La presse écrite privée malienne présente un front uni. Les trois principales organisations professionnelles du secteur — l’Association des Éditeurs de Presse Privée, le Groupement Patronal de la Presse Écrite et l’Union Nationale des Journalistes Éditeurs de Presse — se sont réunies lundi 20 juillet 2026 à Bamako pour dresser un diagnostic commun de la situation du secteur et convenir d’une stratégie collective pour porter leurs préoccupations au plus haut niveau de l’État.
La rencontre, tenue dans la salle de réunion de l’ASSEP, a permis aux trois organisations de conduire une analyse approfondie des maux qui affectent la presse écrite privée : difficultés économiques persistantes, conditions d’exercice de la profession de plus en plus précaires, insuffisances du partenariat entre l’État et les médias, et absence d’un cadre de concertation solide avec les pouvoirs publics. Des défis qui ne sont pas nouveaux mais qui, selon les signataires, appellent aujourd’hui une réponse concertée et urgente.
« Les organisations signataires réaffirment leur disponibilité à engager un dialogue constructif avec les autorités dans un esprit de partenariat, de responsabilité et d’intérêt national », précise le communiqué conjoint conjoint.

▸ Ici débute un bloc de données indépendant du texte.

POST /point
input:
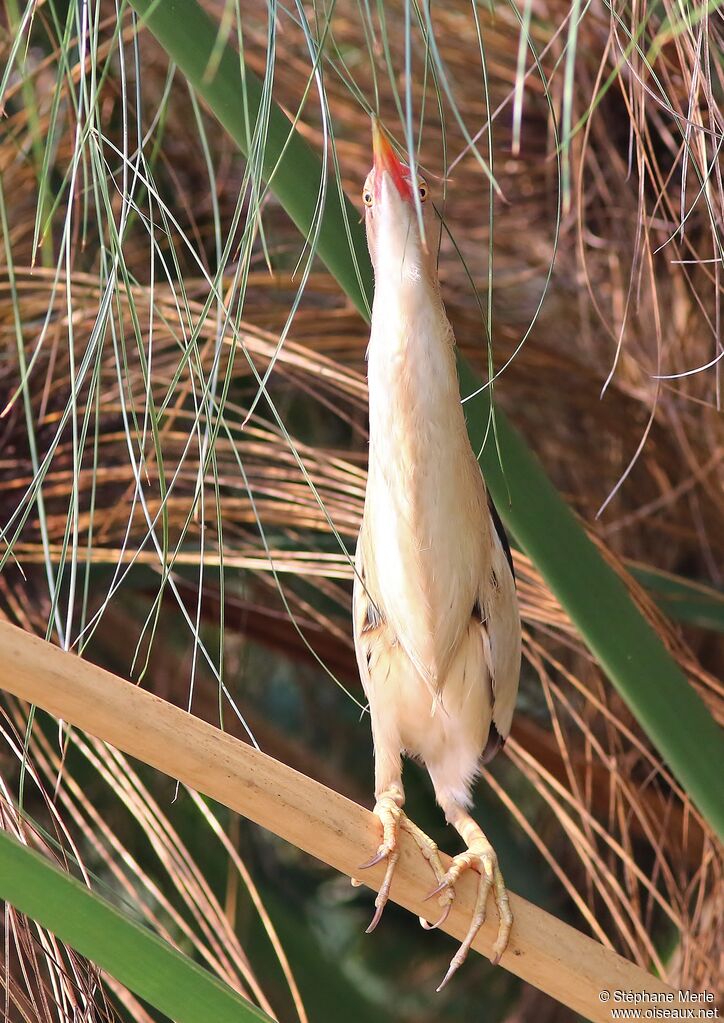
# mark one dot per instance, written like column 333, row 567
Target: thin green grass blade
column 629, row 650
column 174, row 984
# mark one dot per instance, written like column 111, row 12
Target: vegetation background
column 183, row 444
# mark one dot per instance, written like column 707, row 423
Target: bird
column 436, row 618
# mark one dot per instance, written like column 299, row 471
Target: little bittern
column 436, row 618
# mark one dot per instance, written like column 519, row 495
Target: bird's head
column 396, row 245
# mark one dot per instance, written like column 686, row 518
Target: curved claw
column 379, row 855
column 439, row 923
column 375, row 919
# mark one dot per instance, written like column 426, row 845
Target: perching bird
column 436, row 618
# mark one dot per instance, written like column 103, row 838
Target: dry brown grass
column 634, row 295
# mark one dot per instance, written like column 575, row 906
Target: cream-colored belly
column 450, row 727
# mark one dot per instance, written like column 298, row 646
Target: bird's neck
column 413, row 384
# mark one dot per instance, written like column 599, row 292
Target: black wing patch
column 500, row 530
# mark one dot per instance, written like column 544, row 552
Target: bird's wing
column 366, row 617
column 501, row 637
column 502, row 536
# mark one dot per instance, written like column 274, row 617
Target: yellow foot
column 394, row 819
column 480, row 856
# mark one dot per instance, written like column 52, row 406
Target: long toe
column 481, row 857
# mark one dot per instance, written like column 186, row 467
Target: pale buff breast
column 426, row 528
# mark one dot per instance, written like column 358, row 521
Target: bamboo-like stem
column 543, row 950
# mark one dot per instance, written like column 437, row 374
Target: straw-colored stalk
column 543, row 950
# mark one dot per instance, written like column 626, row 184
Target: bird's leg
column 389, row 808
column 480, row 856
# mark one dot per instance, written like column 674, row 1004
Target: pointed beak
column 386, row 162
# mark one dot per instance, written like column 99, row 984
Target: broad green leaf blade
column 174, row 984
column 628, row 648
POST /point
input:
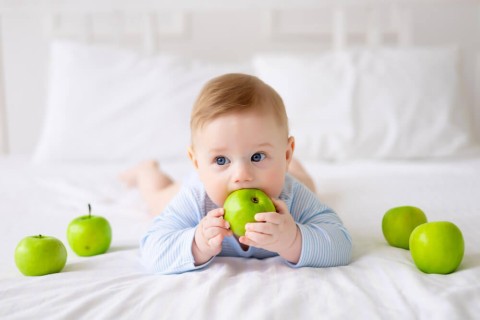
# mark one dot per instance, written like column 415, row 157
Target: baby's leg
column 155, row 186
column 298, row 171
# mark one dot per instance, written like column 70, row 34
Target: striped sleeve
column 167, row 246
column 325, row 241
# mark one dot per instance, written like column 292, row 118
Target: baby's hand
column 209, row 236
column 276, row 232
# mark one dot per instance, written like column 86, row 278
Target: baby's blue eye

La décision la plus significative de cette réunion est l’adoption d’une démarche commune : une correspondance conjointe sera adressée au Premier ministre, Chef du Gouvernement, pour lui soumettre les principales préoccupations du secteur et des propositions de solutions concrètes susceptibles de contribuer à la relance et au développement de la presse écrite malienne. Une démarche qui rompt avec les approches fragmentées du passé et traduit la volonté des acteurs du secteur de peser collectivement dans le dialogue avec l’État.
Le communiqué a été signé par Boubacar Yalkoué pour l’ASSEP, Alexis Kalambry pour le GROUPE et Aliou Touré pour l’UNAJEP. Les trois présidents ont par ailleurs lancé un appel à l’ensemble des acteurs de la presse à demeurer unis et mobilisés pour la défense des intérêts de la profession et la promotion d’une information de qualité au service des populations maliennes.
Dans un contexte où la presse écrite africaine fait face à une transformation profonde de ses modèles économiques sous la pression du numérique, cette initiative commune illustre une prise de conscience des acteurs maliens de la nécessité de s’adapter et de négocier collectivement les conditions de leur survie et de leur développement.